Initial Diagnosis (External Problem) :  In the Dark
The preface to John’s gospel evokes the first creation story in Genesis. Before God speaks light into being there is only darkness (and “the deep,” or in the Vulgate, “abyss”). In John, the Word who is the life and the light has been shining in the darkness from the very beginning. Now he comes to shine in our darkness–all in our lives and our world that is other than the unadulterated, good product of God’s creative work. That darkness is where we live. We are people of the darkness.

Advanced Diagnosis (Internal Problem) : Not Seeing the Light
But even though the light has now come into our world, we don’t really “see” it. We people of the darkness don’t comprehend the light. That is to say, we don’t “get” it. Unbeknownst to us, the true light is in the world. But the darkness preoccupies us. And, given the choice between darkness and light, it seems that we prefer the darkness. Actually, it’s more that a preference–it’s a love. Jesus says so two chapters later in John’s gospel (3:19): “And this is the judgment (krisis), that the light has come into the world, and people loved (agapao) darkness rather than light because their deeds were evil.”
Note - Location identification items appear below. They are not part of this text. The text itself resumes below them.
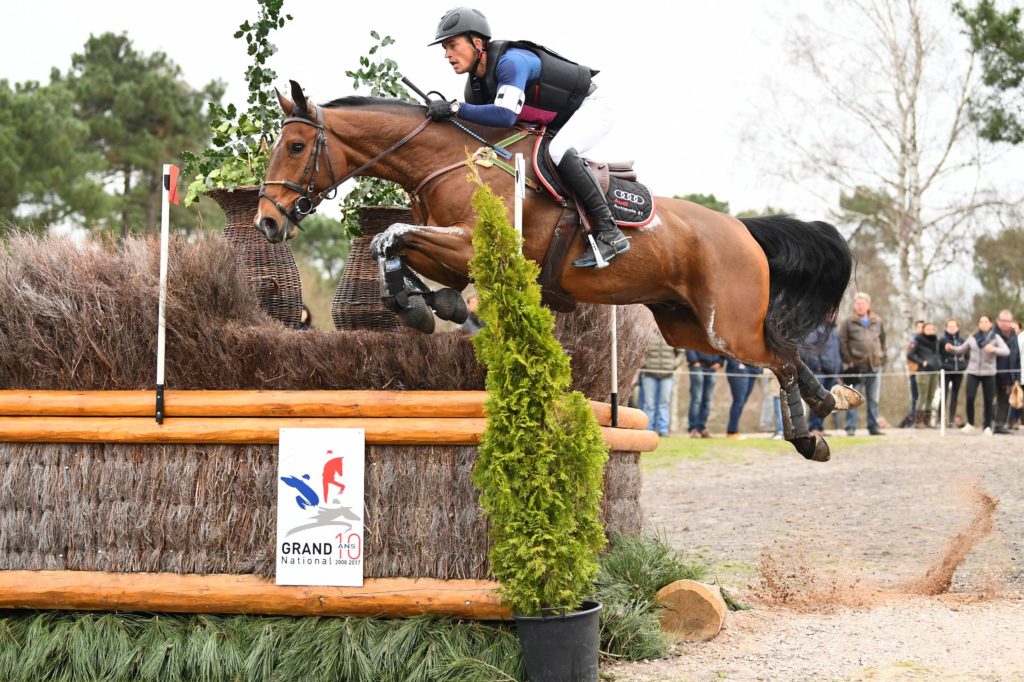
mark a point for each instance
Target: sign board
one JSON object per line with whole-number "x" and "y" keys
{"x": 320, "y": 507}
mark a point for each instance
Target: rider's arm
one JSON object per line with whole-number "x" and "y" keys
{"x": 512, "y": 73}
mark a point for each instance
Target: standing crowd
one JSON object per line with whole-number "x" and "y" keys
{"x": 852, "y": 350}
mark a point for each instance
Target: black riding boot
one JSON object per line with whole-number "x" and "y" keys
{"x": 610, "y": 241}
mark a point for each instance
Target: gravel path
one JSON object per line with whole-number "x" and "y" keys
{"x": 900, "y": 559}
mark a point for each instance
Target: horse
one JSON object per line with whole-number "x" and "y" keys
{"x": 751, "y": 289}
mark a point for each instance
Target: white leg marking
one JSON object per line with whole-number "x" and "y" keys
{"x": 383, "y": 243}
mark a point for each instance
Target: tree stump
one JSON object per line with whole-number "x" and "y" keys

Final Diagnosis (Eternal Problem) : Not Seeing God
Because we don’t “see” or “get” the light, we also don’t “see” or “get” God (v. 18). That’s because the light–who is the life, who is the Word, who was in the beginning with God–is God. Dwelling in darkness, adulterated by sin, we find ourselves apart from God, and apart from God’s good intention for the creation. Our situation is truly “abysmal.”


Initial Prognosis (Eternal Solution) : Seeing God
But God’s Spirit hovers over our abyss (see Genesis 1:2), and what we don’t “get,” God gives us–starting with God’s very self. In an act of new creation, the Word who is God becomes one of us. No one has seen God until now, but the only-begotten one now “educates” us on this point. (“Show us the Father and we will be satisfied,” Philip will say later in John [14:8-9]. “If you have seen me, you have seen the Father” is Jesus’ response.)
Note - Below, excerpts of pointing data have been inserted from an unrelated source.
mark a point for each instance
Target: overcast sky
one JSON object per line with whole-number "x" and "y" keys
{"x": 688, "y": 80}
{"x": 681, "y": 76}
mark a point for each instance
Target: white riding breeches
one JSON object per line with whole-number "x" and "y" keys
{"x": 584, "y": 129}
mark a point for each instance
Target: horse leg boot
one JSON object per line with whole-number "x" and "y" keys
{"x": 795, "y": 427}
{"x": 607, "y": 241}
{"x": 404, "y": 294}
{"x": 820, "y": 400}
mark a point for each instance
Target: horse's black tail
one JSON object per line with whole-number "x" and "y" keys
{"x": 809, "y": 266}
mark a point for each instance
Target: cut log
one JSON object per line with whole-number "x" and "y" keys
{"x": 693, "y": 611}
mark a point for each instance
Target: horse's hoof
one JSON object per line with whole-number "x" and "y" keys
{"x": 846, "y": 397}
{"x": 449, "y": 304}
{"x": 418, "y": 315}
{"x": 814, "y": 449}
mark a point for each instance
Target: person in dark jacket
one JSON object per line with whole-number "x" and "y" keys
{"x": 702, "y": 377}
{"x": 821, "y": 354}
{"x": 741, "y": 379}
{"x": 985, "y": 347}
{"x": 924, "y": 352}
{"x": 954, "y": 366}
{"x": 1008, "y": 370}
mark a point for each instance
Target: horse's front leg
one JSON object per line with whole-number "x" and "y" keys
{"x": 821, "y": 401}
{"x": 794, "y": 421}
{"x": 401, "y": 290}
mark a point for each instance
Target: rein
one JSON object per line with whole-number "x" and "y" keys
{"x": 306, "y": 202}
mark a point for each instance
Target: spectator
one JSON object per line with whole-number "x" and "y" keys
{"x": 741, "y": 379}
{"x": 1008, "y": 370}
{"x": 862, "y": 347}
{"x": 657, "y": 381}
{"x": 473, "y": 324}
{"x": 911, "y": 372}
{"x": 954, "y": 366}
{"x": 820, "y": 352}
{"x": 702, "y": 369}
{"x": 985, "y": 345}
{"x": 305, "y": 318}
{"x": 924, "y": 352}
Advanced Prognosis (Internal Solution) : Seeing the Light
The ones who love the darkness are nevertheless loved by God. Where the Word is made known, the Spirit is at work, and people come to believe and trust in the Word. We are these people, who are given the gift of rebirth as children of God in Holy Baptism. Now we “get” it because we “get” him. Now we are turned from our preoccupation with the darkness to see the light, the glory of God, glory that is grace and truth.

Final Prognosis (External Solution) : Enlightened (and Enlivened!)
As reborn children of God, now we walk as children of the light (John 12:36), even if we still walk in the darkness of this world, even if we ourselves are not completely free of the darkness in ourselves. We walk as children of the light, because God has declared us to be such for Jesus’ sake–because the darkness that doesn’t “get” the light does not get us either. By grace we now belong to another and to one another. And in that true light is our new life.